Introducing Unmade Bed

Just like Divine or Lisa Stansfield, this music is not looking to beg or win any prizes, and that’s important in this Salem-like age of timidity.

Just like Divine or Lisa Stansfield, this music is not looking to beg or win any prizes, and that’s important in this Salem-like age of timidity.

 

 

http://soundcloud.com/unmade-bed

 

Dorian Cox has a new band. This shouldn’t come as news, because despite his well-documented ups and downs, he’s been busy working at his Muse by way of two previous incarnations – Spilt Milk and Former Lover – before this, his third revelation, Unmade Bed.

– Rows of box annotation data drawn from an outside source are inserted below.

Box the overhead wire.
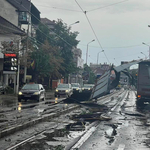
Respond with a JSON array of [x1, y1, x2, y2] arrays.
[[79, 44, 143, 49], [87, 0, 129, 12], [15, 0, 73, 47], [75, 0, 110, 63], [37, 5, 82, 12]]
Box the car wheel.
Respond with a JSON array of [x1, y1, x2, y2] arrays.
[[2, 91, 6, 94], [37, 96, 40, 102], [42, 96, 45, 101]]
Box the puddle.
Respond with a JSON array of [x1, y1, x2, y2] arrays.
[[66, 122, 85, 131], [105, 124, 118, 145]]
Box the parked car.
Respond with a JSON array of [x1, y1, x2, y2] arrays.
[[71, 83, 82, 93], [0, 82, 6, 94], [82, 84, 94, 91], [18, 83, 45, 102], [55, 84, 73, 97]]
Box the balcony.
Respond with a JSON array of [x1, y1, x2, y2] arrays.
[[19, 12, 29, 24]]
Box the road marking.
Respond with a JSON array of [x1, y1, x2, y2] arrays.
[[117, 144, 125, 150]]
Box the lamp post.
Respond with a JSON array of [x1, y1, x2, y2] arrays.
[[69, 21, 80, 26], [142, 42, 150, 59], [141, 52, 147, 59], [86, 40, 95, 64], [97, 50, 104, 65]]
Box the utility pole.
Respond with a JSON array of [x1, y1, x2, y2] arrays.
[[86, 40, 95, 64], [23, 0, 31, 83]]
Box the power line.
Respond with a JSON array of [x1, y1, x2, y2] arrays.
[[87, 0, 128, 12], [78, 44, 143, 49], [37, 5, 82, 12], [15, 0, 73, 47], [75, 0, 110, 63]]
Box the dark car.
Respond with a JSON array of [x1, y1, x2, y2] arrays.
[[55, 84, 73, 97], [18, 83, 45, 102], [0, 82, 6, 94], [82, 84, 94, 91]]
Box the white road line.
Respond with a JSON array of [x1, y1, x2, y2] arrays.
[[117, 144, 125, 150]]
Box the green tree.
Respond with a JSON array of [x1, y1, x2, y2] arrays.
[[30, 41, 63, 81], [83, 64, 96, 84], [50, 19, 79, 76]]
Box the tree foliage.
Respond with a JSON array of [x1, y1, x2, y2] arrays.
[[31, 41, 63, 81], [34, 20, 79, 77]]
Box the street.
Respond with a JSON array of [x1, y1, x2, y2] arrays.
[[0, 89, 150, 150]]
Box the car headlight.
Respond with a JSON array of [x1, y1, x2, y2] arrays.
[[33, 92, 40, 95], [18, 92, 22, 95]]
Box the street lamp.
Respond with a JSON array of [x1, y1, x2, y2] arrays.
[[97, 50, 104, 65], [69, 21, 80, 26], [141, 52, 147, 59], [142, 42, 150, 59], [86, 40, 95, 64]]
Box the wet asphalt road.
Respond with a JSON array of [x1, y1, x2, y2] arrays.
[[0, 90, 150, 150], [79, 91, 150, 150]]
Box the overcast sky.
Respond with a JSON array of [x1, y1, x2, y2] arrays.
[[31, 0, 150, 65]]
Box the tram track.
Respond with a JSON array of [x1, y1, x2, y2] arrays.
[[2, 89, 127, 150]]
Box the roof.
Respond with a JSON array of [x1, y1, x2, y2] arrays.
[[7, 0, 30, 11], [41, 18, 56, 25], [7, 0, 40, 24], [0, 16, 26, 35]]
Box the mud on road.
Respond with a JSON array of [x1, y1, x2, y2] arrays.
[[0, 91, 150, 150]]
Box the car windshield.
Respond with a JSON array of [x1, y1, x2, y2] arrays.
[[83, 84, 93, 88], [71, 84, 79, 87], [58, 84, 69, 88], [22, 84, 39, 90]]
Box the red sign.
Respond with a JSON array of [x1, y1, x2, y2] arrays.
[[5, 54, 17, 57]]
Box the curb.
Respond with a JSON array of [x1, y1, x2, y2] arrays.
[[0, 106, 80, 138]]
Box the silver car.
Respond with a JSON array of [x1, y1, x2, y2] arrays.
[[55, 84, 73, 97]]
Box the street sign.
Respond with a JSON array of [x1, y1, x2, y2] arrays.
[[3, 53, 18, 71]]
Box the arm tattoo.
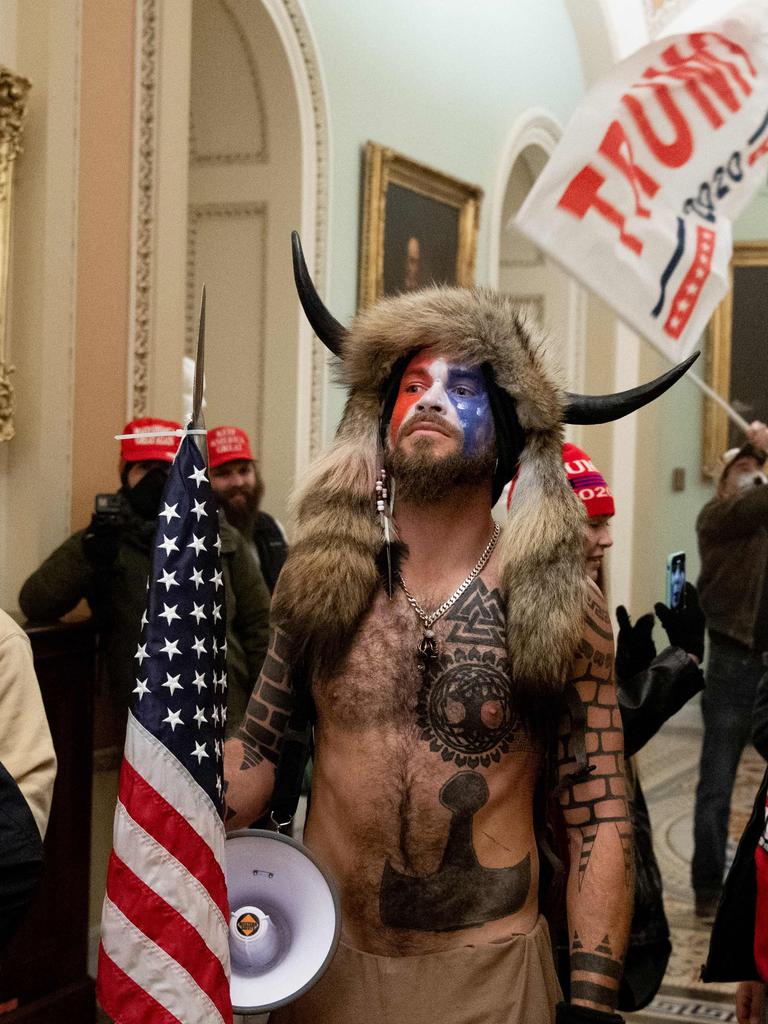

There are a number of recognisable threads that run through all Cox’s post Blondes work: most notably his covert role-playing as the Northern, kitchen sink romantic. If you add in the truculent and misty idealism that’s so often surfaced in music from other Sheffield bands, (including the Blondes’, albeit there was always more “gang show” manner with them), you wouldn’t be wrong in thinking that there was already enough to hope that something would eventually surface from all the intelligent if gauche demos we’ve heard up to now.

The themes that were lightly – if charmingly – sketched out with Spilt Milk and Former Lover, are given a much bolder treatment with Unmade Bed. The new vehicle allows another of his obsessions to get an airing too; that of glitz and cheap glamour, and sharpness of tongue in the saloon bar. It seems that this time he’s been able to successfully mould his material into shape by simply taking a back seat and allowing the brassiness of singer Jeannie to formulate and flesh out the vision.

The latest tracks revolve round that club beat that threatened to take The Long Blondes away from the second hand clothes shop and into the disco. There’s something of St Etienne in this latest venture too – especially those very early singles such as Only Love Can Break Your Heart or Nothing Can Stop Us: with tracks like Go The Whole Way and You Never Really Broke My Heart, this is music that’s got a refreshing amount of coldness. Just like Divine or Lisa Stansfield, this music is not looking to beg or win any prizes, and that’s important in this Salem-like age of timidity.

Incendiary make no secret of their affinity with Mr. Cox. We’re pally with Dorian, and always wish him well, but with this we think he’s onto something good, something that doesn’t need our best wishes at any rate.